El maestro Ojeda, con paso lento sellaba las calles sinuosas del pueblo, muchas veces sin notarlo seguido de un discreto perro que recogía las migajas de su bolillo que pasaba a comprar en la panadería rústica que queda a un costado de una fuente de cantera rosa con una escultura de un niño que vierte el líquido por su pequeño pene que salpica y hace danzar a la superficie del agua.

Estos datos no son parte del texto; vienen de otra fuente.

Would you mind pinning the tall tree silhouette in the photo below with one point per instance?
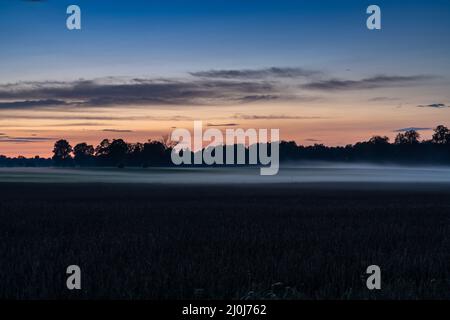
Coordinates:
(83, 154)
(61, 152)
(441, 135)
(409, 137)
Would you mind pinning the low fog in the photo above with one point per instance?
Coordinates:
(292, 173)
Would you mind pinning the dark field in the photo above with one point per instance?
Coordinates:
(298, 241)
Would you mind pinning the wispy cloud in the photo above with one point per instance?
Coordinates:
(383, 99)
(125, 92)
(412, 128)
(25, 104)
(117, 130)
(434, 105)
(273, 72)
(12, 139)
(271, 117)
(222, 124)
(380, 81)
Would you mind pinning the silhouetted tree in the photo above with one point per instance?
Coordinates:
(61, 152)
(83, 154)
(409, 137)
(379, 140)
(441, 135)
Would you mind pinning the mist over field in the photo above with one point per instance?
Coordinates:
(292, 173)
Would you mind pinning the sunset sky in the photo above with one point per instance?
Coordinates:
(138, 69)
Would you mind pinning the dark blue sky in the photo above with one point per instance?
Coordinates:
(164, 38)
(140, 68)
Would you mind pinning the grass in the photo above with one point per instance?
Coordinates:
(216, 242)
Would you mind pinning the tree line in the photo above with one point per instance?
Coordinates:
(407, 148)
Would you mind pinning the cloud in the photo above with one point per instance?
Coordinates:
(10, 139)
(383, 99)
(125, 92)
(222, 124)
(271, 117)
(254, 98)
(380, 81)
(273, 72)
(31, 104)
(412, 128)
(116, 130)
(434, 105)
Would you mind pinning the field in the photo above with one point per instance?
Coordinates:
(283, 241)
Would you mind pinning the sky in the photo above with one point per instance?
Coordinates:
(138, 69)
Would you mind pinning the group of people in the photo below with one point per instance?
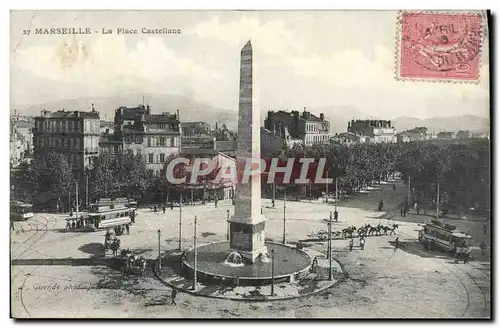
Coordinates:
(361, 243)
(75, 223)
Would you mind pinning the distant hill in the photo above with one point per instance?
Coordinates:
(462, 122)
(191, 110)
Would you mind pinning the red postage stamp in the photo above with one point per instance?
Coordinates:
(439, 46)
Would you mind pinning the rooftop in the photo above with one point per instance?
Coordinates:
(69, 114)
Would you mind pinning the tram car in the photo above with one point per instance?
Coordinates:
(445, 237)
(20, 211)
(117, 218)
(112, 202)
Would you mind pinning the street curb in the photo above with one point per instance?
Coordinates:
(269, 299)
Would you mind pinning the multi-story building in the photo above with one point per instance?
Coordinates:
(374, 130)
(415, 134)
(153, 136)
(306, 126)
(74, 134)
(195, 129)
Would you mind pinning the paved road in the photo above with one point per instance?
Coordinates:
(63, 274)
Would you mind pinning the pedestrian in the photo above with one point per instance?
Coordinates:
(174, 295)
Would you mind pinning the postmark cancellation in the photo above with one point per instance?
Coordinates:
(439, 47)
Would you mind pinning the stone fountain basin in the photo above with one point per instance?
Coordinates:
(290, 264)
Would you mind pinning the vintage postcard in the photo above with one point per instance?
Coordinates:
(250, 164)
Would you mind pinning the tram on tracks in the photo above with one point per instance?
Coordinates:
(118, 217)
(444, 236)
(20, 211)
(130, 203)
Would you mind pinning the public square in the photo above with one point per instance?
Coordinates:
(64, 274)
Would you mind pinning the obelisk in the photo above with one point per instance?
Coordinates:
(247, 225)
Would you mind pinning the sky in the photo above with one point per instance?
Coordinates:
(301, 59)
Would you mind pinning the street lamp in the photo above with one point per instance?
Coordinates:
(330, 248)
(227, 234)
(272, 272)
(159, 249)
(195, 283)
(180, 220)
(284, 218)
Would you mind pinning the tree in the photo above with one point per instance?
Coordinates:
(52, 175)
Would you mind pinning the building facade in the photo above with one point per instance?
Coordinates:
(415, 134)
(153, 136)
(375, 130)
(306, 126)
(75, 134)
(196, 129)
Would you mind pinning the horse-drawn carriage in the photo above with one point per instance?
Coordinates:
(444, 236)
(131, 263)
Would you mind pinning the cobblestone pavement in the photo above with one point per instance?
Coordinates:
(64, 274)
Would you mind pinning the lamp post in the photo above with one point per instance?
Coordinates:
(159, 249)
(180, 221)
(310, 191)
(195, 282)
(227, 234)
(272, 272)
(330, 248)
(274, 193)
(284, 218)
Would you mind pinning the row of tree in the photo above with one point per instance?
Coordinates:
(462, 171)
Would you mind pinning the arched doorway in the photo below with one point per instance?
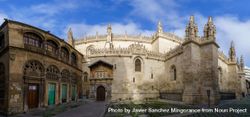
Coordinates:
(100, 93)
(33, 84)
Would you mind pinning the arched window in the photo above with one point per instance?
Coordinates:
(64, 54)
(173, 72)
(33, 68)
(2, 84)
(74, 78)
(138, 65)
(85, 77)
(65, 75)
(32, 39)
(73, 59)
(52, 73)
(52, 47)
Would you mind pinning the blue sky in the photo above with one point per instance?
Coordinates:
(231, 17)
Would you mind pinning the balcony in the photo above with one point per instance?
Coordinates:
(34, 49)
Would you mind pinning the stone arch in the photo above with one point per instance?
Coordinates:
(100, 93)
(33, 68)
(52, 72)
(35, 32)
(88, 49)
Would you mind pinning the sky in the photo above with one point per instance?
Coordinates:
(86, 17)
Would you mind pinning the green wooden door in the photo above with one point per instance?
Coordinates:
(52, 93)
(64, 93)
(73, 96)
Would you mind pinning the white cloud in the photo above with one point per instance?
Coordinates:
(231, 28)
(83, 29)
(53, 8)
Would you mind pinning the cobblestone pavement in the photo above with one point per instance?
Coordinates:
(93, 109)
(89, 109)
(235, 104)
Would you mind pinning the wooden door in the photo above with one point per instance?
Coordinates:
(64, 93)
(33, 95)
(52, 93)
(100, 93)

El maestro se ha quedado solo, salvo con un amigo epistolar con el cual, allí cada venida de obispo intercambian sus vivencias y por esto, el maestro Ojeda le queda una tristeza infinita por no recibir cartas tan seguido como deseará que fueran. Tenía miedo, angustia de ahora saberse anciano a sus setenta y cinco años. ¿Quién hubiera pensado, quizá imaginado que este hombre rico en experiencias e imaginación virtuosa, no tuviera creatividad de contarse historias a él mismo? Para no aburrirse y no sentir que su vivir ya no tiene sentido porque muchos amigos han muerto y a otros por su poca sociabilidad los ha hecho a un lado lapidando la esperanza de ser acompañado.
Tenía una cuenta de banco que su papá le había dado cuando él tenía apenas veinte años y de la cual no ha tocado un peso partido a la mitad. Se angustia de que no le alcance su magra pensión y come en pequeñas raciones de carne y pasta, por salud, pero ni pensar en tomar la herencia en vida que su padre Gabriel le dejó.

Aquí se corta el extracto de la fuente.